Andrew Stacey


About
Andrew Stacey
Information about my research, teaching, and other interests.

By: Andrew Stacey
Contact details


Andrew Stacey


blosxom icon


Fri, 29th Jul 2011 (HowDidIDoThat :: LaTeX)

The internet Class

This is a class designed for those that want to use LaTeX to publish material on the internet. As it becomes more common to publish material via some content-management system, so it becomes rarer to generate (X)HTML documents directly and content for the web is usually written in some limited markup language. This class is designed to make it possible to author material for such systems using the facility of LaTeX.


Introduction

It is important at the outset to know what this class is designed for and the easiest way to do that is to explain what it is not for. It is not intended as a way to take an already authored LaTeX document and convert it into a format suitable for putting on the internet. It is also not intended as a "plugin" for a content-management system so that authors can use LaTeX as the input format for their blog, forum, wiki, or whatever.

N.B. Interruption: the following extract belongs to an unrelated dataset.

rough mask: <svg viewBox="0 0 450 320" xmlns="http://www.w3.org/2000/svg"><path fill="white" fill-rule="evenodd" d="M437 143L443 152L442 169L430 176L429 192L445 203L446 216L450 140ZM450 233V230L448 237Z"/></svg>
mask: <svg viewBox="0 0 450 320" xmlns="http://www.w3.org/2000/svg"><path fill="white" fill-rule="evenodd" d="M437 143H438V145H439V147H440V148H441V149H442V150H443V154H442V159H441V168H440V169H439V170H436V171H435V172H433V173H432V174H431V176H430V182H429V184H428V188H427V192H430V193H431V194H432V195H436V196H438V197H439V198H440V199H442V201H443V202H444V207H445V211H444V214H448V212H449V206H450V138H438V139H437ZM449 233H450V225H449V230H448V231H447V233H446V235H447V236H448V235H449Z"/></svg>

The first of these is both impossible and undesirable. It is impossible for the following simple reason. Because TeX controls the whole process of creating its output, it can do some amazing things. A web document, on the other hand, is extremely malleable and the reader can transform it considerably; therefore, not everything that TeX can do can be (easily) done on the web. It is, via a considerable amount of trickery, to get quite close but only at the expense of this malleability. And this flexibility is a good thing as it allows the reader to make the document as easy for them to access as they can. This is why it is undesirable to support absolutely anything that LaTeX can do.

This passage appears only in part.